C’est donc bien le cœur de la stratégie d’intimidation d’Eerdekens qui a été sanctionné dans ce procès. Une stratégie qui se situait dans le prolongement de très nombreuses pratiques (judiciaires ou autres) d’intimidation effectuées par le passé : imposer le silence à ses critiques et à ses opposants en mobilisant contre eux une « puissance de feu » et une bonne dose de mensonges et de menaces liée à sa mainmise sur sa commune et à ses relations à l’extérieur de celle-ci.
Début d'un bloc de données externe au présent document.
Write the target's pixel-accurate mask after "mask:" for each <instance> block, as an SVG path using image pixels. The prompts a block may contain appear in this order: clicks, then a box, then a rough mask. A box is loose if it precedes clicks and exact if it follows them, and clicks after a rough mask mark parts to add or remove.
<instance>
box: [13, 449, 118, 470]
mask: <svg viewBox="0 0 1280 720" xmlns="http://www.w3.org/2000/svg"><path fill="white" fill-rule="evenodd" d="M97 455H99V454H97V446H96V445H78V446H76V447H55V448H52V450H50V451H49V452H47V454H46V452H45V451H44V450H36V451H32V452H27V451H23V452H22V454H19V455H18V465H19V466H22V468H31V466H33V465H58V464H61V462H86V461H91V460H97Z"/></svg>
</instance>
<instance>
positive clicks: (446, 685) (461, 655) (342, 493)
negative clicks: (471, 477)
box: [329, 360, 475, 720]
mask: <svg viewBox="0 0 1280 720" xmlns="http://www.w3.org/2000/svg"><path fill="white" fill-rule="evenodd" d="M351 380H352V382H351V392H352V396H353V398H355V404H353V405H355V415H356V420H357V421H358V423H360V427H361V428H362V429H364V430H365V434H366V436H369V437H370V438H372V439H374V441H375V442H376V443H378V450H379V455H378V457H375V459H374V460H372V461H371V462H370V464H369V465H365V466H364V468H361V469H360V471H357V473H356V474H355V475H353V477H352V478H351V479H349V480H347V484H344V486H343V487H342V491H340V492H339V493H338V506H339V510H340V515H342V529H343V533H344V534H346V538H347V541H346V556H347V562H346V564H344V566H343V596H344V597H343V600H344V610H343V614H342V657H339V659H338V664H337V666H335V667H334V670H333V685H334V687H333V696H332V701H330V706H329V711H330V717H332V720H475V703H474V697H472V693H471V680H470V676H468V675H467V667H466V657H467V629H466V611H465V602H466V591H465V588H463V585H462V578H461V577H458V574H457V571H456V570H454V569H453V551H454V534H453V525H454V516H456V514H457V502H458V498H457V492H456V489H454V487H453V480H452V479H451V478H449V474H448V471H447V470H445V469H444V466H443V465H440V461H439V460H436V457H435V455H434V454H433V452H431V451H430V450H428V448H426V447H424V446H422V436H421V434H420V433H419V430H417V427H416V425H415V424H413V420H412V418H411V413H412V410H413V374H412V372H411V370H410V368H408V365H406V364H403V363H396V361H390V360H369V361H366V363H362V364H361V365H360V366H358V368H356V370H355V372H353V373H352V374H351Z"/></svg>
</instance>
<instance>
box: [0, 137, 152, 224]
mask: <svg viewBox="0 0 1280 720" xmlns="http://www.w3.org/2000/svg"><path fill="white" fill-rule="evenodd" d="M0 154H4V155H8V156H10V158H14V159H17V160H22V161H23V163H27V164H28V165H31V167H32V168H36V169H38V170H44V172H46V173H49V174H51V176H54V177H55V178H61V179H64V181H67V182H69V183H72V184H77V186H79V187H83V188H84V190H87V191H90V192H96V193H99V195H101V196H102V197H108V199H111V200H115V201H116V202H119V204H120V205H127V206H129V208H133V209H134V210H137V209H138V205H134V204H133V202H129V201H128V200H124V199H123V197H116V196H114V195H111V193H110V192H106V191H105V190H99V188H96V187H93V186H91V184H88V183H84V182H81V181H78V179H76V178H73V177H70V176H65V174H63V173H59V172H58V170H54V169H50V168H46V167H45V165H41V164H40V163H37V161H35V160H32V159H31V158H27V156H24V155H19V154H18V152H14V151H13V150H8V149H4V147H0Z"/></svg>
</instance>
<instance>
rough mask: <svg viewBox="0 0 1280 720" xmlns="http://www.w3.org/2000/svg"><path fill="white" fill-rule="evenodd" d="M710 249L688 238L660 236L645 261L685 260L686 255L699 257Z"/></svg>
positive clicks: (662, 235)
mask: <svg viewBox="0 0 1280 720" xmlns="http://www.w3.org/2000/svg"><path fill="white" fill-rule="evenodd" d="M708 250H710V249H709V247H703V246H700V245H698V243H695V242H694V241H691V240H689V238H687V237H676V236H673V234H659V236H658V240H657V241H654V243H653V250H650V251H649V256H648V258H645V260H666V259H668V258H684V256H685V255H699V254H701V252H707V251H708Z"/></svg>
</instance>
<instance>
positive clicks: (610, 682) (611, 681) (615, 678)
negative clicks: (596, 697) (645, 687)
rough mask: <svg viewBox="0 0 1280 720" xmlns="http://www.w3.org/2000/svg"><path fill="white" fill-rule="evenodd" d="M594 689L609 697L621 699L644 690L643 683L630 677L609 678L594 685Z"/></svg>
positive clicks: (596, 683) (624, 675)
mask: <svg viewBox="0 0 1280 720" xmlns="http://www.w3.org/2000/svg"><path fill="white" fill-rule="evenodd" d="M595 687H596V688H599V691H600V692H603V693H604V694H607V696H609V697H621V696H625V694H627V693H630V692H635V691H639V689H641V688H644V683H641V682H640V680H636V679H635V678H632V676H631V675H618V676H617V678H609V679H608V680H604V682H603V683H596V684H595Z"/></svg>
C’est ainsi, par exemple, que Claude Eerdekens s’était attaqué, dans une interview au quotidien Vers L’Avenir le 3 juillet 2024, au collectif andennais « Touche Pas à Ma Campagne » qui conteste, vigoureusement mais évidemment de manière pacifique, le projet complètement mégalo d’urbanisation de la Plaine d’Anton, porté  depuis très longtemps par l’ex-bourgmestre. Il affirmait notamment: « Cette association est en lien avec des partisans écologistes rêvant de la décroissance économique comme Extension Rébellion, Occupons le terrain et Ramur, qui sont bien connus de la Sûreté de l’Etat pour être des écologistes très actifs et parfois dangereux comme en France ». Nous avions publié un droit de réponse dénonçant ces inventions et ces calomnies au nom d’Occupons le Terrain.

Une valeur qui dépasse le « cas Eerdekens »

Enfin, il faut bien voir que le jugement qui déboute Claude Eerdekens a une valeur importante parce que Eerdekens a sans doute poussé cette stratégie de l’intimidation jusqu’à la caricature mais il a aussi fait des émules dans beaucoup d’endroits.

Nous voudrions donc féliciter Mélanie De Groote et la magazine Wilfried pour cette victoire de la liberté d’expression… et espérer que ce jugement fera réfléchir tous ceux et toutes celles qui, dans nos communes et dans les institutions de tous niveaux, ont une furieuse tendance à se prendre pour de petits empereurs Napoléon ou de petits tsars Ivan le Terrible. Et si cela ne suffit pas, nous espérons que toutes les victimes de procédures de bâillon trouveront dans ce jugement force, courage et arguments pour ne pas se laisser faire!